También es una mala noticia para los esfuerzos antidrogas de Estados Unidos, donde funcionarios notaron un descenso temporal en la oferta de metanfetaminas luego de que México prohibió en el 2007 la pseudoefedrina, ingrediente clave para fabricar la droga.

Las metanfetaminas inundaron de nuevo en el 2009 las calles estadounidenses, incluso a precios más bajos, en la medida en que los cárteles mexicanos comenzaron a elaborarlas con sustancias comunes más difíciles de detectar como ácido fenilacético, usado en saborizantes de alimentos y perfumes.

"Los laboratorios de pseudoefedrina han disminuido (...) pero ha aumentado el volumen de estas sustancias llamadas precursores que llegan a los puertos en cantidades totales así como los tipos de laboratorios que se habían visto", dijo a Reuters un funcionario de Estados Unidos en México.

En el 2010, México importó 752,600 kilos de sustancias que pudieron haber sido utilizadas para producir metanfetaminas, incluyendo 288,000 kilos de ácido fenilacético, agregó la fuente bajo condición de anonimato.

Los cárteles mexicanos, con ayuda de funcionarios de puertos y empresas corruptos, reciben los cargamentos de químicos desde China y los transportan a laboratorios clandestinos.

El nuevo proceso de producción -conocido como método P2P, alguna vez popular en Estados Unidos en la década de 1970- cuesta menos que el que requiere pseudoefedrina, aunque la droga resultante es generalmente menos potente.

Fuerzas de seguridad de México descubrieron el año pasado 215 laboratorios de metanfetaminas, un incremento de cuatro veces más que en el 2008, según estadísticas del Departamento de Justicia de Estados Unidos.

La mayoría eran laboratorios P2P, dijo el funcionario.

"Una vez que parece que evitaste el problema, aparece una laguna. Y una vez que llenaste esa laguna, aparece otra", dijo James Cunningham, un experto en metanfetaminas de la Universidad de Arizona.

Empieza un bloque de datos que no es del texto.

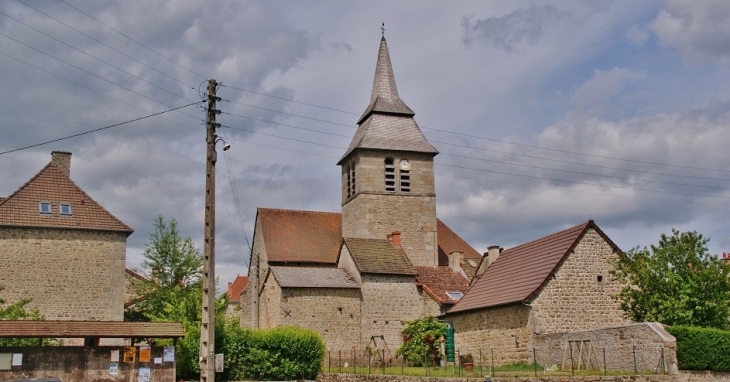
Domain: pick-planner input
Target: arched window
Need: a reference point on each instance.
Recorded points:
(352, 175)
(389, 175)
(349, 181)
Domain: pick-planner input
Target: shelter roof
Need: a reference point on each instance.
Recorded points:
(313, 277)
(379, 256)
(436, 281)
(52, 185)
(90, 329)
(519, 273)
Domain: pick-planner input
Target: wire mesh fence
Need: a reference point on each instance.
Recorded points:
(573, 358)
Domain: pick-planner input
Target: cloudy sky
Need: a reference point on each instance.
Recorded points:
(546, 114)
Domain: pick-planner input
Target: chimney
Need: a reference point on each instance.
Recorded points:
(493, 253)
(455, 261)
(394, 238)
(62, 161)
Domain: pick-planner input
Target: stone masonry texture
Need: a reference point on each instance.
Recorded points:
(374, 213)
(69, 274)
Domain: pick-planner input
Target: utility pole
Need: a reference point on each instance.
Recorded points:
(207, 328)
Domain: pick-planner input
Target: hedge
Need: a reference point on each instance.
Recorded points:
(702, 348)
(284, 353)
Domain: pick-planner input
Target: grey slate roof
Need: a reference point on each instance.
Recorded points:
(379, 256)
(311, 277)
(388, 123)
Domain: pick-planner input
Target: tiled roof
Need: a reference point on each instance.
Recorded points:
(436, 281)
(379, 256)
(519, 273)
(301, 236)
(315, 237)
(53, 186)
(449, 242)
(387, 123)
(313, 277)
(90, 329)
(236, 287)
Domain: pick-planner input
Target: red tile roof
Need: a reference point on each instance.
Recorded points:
(379, 256)
(300, 236)
(436, 281)
(236, 287)
(53, 186)
(315, 237)
(519, 273)
(90, 329)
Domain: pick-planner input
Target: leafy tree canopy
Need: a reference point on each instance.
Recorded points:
(676, 282)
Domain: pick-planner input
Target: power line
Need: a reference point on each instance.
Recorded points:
(102, 43)
(135, 41)
(95, 91)
(495, 140)
(89, 55)
(99, 129)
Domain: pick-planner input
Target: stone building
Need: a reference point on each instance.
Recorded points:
(62, 249)
(385, 259)
(557, 284)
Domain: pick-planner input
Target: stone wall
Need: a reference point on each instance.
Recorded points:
(270, 303)
(504, 330)
(653, 348)
(575, 299)
(372, 213)
(333, 313)
(682, 376)
(83, 364)
(69, 274)
(388, 300)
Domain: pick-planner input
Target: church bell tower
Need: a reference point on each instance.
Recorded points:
(387, 173)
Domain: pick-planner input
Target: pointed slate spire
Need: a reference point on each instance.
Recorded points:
(384, 97)
(387, 123)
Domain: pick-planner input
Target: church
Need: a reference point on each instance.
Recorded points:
(385, 259)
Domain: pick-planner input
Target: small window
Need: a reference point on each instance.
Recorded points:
(389, 175)
(64, 209)
(44, 208)
(455, 295)
(405, 181)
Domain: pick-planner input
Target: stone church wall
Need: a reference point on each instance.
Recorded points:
(69, 274)
(388, 300)
(503, 330)
(374, 214)
(333, 313)
(574, 299)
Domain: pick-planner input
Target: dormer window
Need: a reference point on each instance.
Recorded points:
(64, 209)
(455, 295)
(44, 208)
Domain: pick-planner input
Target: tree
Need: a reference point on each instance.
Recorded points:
(676, 282)
(174, 267)
(422, 340)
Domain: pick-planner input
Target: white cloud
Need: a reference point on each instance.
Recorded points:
(698, 30)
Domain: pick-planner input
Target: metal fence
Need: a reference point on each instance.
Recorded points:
(571, 359)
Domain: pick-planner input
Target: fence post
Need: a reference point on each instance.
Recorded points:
(572, 371)
(636, 371)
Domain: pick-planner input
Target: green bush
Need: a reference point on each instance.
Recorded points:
(285, 353)
(702, 348)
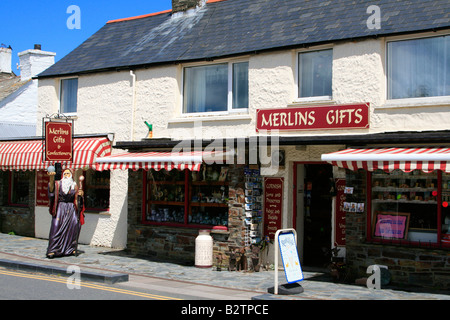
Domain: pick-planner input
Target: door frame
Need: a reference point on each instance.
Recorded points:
(301, 233)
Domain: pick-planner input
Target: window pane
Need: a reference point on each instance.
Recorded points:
(315, 70)
(240, 85)
(401, 194)
(19, 188)
(69, 88)
(206, 88)
(419, 68)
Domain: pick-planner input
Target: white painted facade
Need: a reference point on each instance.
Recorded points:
(120, 102)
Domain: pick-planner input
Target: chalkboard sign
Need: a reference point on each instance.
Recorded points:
(42, 180)
(273, 205)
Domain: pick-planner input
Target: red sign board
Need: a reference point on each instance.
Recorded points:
(351, 116)
(273, 205)
(339, 219)
(58, 141)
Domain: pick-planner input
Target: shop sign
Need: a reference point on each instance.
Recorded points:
(339, 219)
(354, 116)
(273, 205)
(58, 141)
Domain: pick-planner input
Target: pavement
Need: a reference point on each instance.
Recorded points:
(114, 266)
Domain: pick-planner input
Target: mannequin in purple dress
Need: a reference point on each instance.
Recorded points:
(65, 226)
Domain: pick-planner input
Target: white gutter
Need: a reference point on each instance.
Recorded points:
(133, 103)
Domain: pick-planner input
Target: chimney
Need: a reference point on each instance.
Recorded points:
(34, 61)
(5, 60)
(185, 5)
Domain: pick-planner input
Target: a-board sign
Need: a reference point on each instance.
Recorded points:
(289, 256)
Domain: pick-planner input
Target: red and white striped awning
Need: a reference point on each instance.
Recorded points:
(389, 159)
(157, 160)
(27, 155)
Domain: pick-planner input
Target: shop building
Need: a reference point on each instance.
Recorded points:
(258, 99)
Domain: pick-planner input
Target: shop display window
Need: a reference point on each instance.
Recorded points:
(186, 198)
(96, 190)
(445, 207)
(404, 206)
(19, 190)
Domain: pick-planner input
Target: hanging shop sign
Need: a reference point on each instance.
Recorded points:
(58, 141)
(273, 205)
(354, 116)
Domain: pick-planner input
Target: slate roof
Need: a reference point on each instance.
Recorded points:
(235, 27)
(16, 130)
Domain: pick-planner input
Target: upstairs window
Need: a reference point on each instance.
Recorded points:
(69, 90)
(216, 88)
(419, 68)
(315, 74)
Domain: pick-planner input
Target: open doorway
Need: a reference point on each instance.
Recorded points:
(314, 213)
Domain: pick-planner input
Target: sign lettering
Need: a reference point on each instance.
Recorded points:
(314, 118)
(58, 141)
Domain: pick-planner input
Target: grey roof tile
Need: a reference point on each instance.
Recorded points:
(234, 27)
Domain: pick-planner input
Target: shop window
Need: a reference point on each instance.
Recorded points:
(405, 206)
(315, 74)
(69, 91)
(19, 188)
(185, 198)
(96, 190)
(418, 68)
(215, 88)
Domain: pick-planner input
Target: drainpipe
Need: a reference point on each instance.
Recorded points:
(133, 103)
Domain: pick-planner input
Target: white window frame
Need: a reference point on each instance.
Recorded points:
(69, 114)
(230, 109)
(416, 101)
(297, 75)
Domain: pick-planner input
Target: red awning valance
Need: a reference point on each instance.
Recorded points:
(157, 160)
(389, 159)
(27, 155)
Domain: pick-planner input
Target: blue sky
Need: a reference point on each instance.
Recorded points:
(28, 22)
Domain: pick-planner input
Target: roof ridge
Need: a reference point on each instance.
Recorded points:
(152, 14)
(139, 17)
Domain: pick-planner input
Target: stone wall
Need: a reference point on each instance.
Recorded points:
(19, 220)
(408, 265)
(423, 267)
(177, 244)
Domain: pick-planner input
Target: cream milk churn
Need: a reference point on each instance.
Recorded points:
(203, 249)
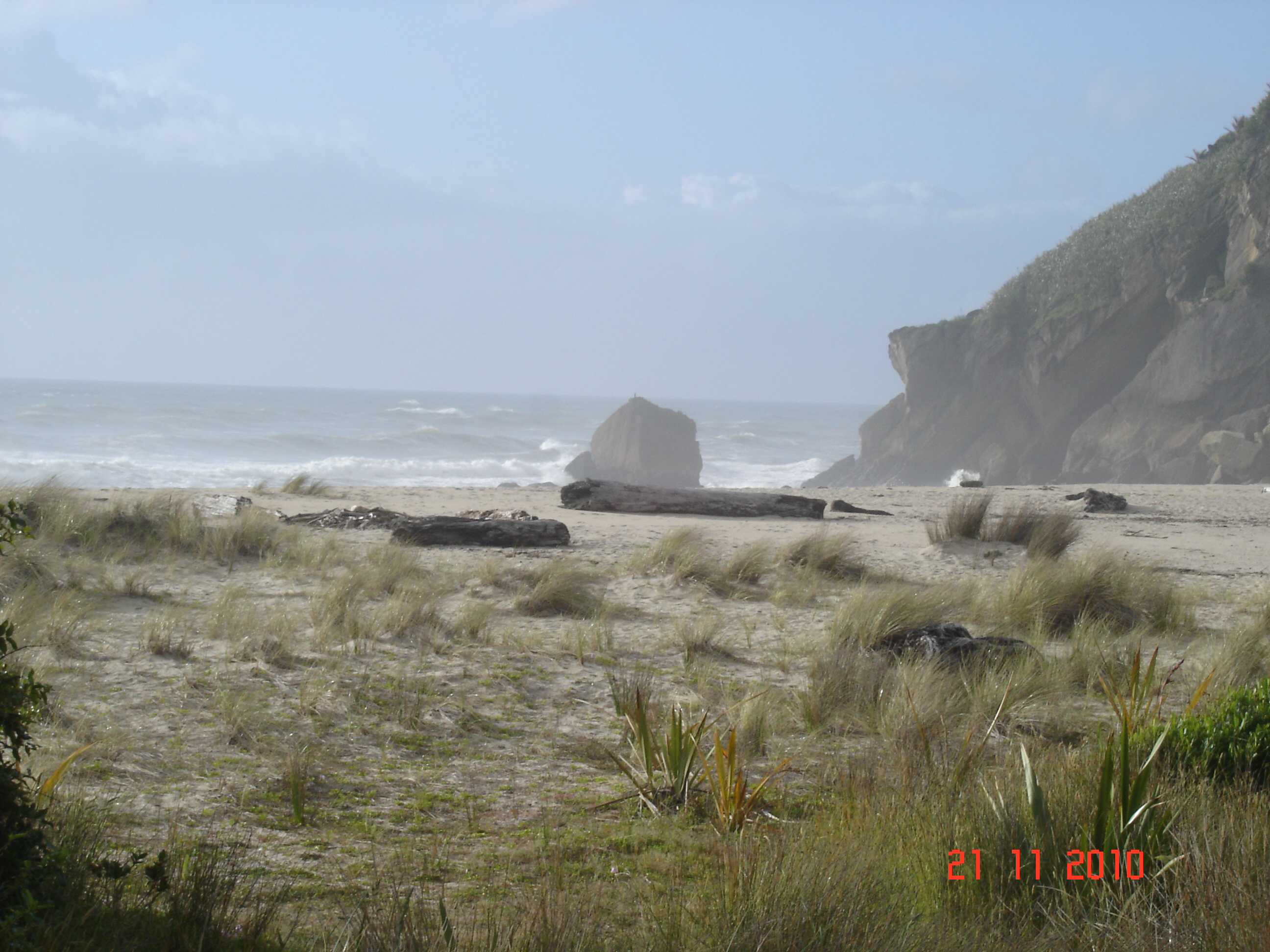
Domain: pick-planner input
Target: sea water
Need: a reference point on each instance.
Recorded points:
(96, 434)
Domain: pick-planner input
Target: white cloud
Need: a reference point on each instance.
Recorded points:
(900, 204)
(147, 112)
(719, 192)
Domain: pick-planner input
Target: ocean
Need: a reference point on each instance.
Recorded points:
(97, 436)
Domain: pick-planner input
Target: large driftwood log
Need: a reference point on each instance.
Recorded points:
(458, 531)
(1099, 502)
(360, 517)
(604, 497)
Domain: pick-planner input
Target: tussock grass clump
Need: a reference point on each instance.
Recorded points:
(391, 568)
(683, 555)
(832, 556)
(750, 564)
(52, 619)
(1046, 535)
(702, 636)
(409, 612)
(471, 621)
(337, 611)
(630, 685)
(561, 587)
(249, 535)
(842, 682)
(305, 485)
(873, 612)
(1054, 535)
(1100, 587)
(149, 527)
(962, 520)
(167, 634)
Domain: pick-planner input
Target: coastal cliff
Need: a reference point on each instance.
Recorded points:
(1137, 351)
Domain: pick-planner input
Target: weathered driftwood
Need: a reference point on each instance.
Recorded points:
(496, 515)
(951, 643)
(458, 531)
(605, 497)
(221, 504)
(360, 517)
(1099, 502)
(837, 505)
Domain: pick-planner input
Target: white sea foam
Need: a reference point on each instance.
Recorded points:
(442, 412)
(149, 436)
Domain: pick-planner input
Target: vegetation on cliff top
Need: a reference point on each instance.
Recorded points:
(1088, 268)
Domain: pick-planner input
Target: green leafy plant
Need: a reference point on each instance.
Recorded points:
(1228, 742)
(734, 800)
(1128, 814)
(663, 768)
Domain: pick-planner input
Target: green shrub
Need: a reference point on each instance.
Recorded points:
(23, 861)
(1230, 740)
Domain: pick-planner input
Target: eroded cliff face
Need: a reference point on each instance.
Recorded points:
(1119, 356)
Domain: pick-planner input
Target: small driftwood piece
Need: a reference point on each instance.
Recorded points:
(951, 643)
(360, 517)
(605, 497)
(1099, 502)
(496, 515)
(837, 505)
(458, 531)
(221, 504)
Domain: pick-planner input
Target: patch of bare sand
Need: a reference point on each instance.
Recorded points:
(460, 740)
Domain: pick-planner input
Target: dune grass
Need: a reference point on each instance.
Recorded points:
(305, 485)
(748, 564)
(1099, 587)
(1044, 533)
(561, 587)
(962, 520)
(702, 636)
(475, 795)
(835, 556)
(873, 612)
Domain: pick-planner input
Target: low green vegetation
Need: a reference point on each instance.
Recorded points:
(1044, 533)
(1228, 742)
(375, 748)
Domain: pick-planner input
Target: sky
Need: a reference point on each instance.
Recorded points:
(703, 200)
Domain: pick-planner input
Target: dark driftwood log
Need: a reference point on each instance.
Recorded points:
(604, 497)
(458, 531)
(841, 507)
(951, 643)
(1100, 502)
(357, 518)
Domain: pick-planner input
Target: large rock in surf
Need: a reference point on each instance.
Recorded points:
(1112, 356)
(643, 443)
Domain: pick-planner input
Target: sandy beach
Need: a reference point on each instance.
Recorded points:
(428, 716)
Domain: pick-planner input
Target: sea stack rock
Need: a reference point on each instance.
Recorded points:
(644, 445)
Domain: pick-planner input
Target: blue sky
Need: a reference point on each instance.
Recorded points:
(591, 197)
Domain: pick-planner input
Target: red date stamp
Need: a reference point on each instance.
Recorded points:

Nuevas restricciones. El combate a la metanfetamina, que puede causar daño cerebral, comportamiento violento y pérdida de piezas dentales, es una prioridad en Estados Unidos, donde la droga ha devastado muchas comunidades rurales.

Estados Unidos ha implementado regulaciones más estrictas, lo que ha hecho que productores en ese país encuentren cada vez más difícil competir con operaciones más grandes y sofisticadas en México.

La fiscal general y la Secretaría de la Defensa de México declinaron comentar sobre el tema.

El Gobierno del presidente Calderón ha puesto en vigor nuevas regulaciones para algunas de las sustancias que pueden ser usadas en la elaboración de metanfetaminas, dijo Cunningham, y los decomisos de ácido fenilacético y sus derivados van al alza.

En abril, la policía federal de México encontró un cargamento de más de 80 toneladas métricas enviado desde Shanghai, China.

Pero México aún enfrenta una batalla cuesta arriba para asegurar que las sustancias necesarias para una variedad de usos industriales no termine en manos equivocadas.

Adicionalmente, cargamentos ilegales de pseudoefedrina, utilizada en antigripales, en ocasiones llegan a México a través de Centroamérica donde las regulaciones son menos estrictas.

"Alguien en un puerto (centroamericano) puede sacar los contenedores, pasarlos por la aduana y enviarlos por tierra a México", dijo otro funcionario de Justicia estadounidense.

"La mayoría de los agentes fronterizos no saben lo que es. Ellos dicen: "Tiene un permiso, que pase", agregó.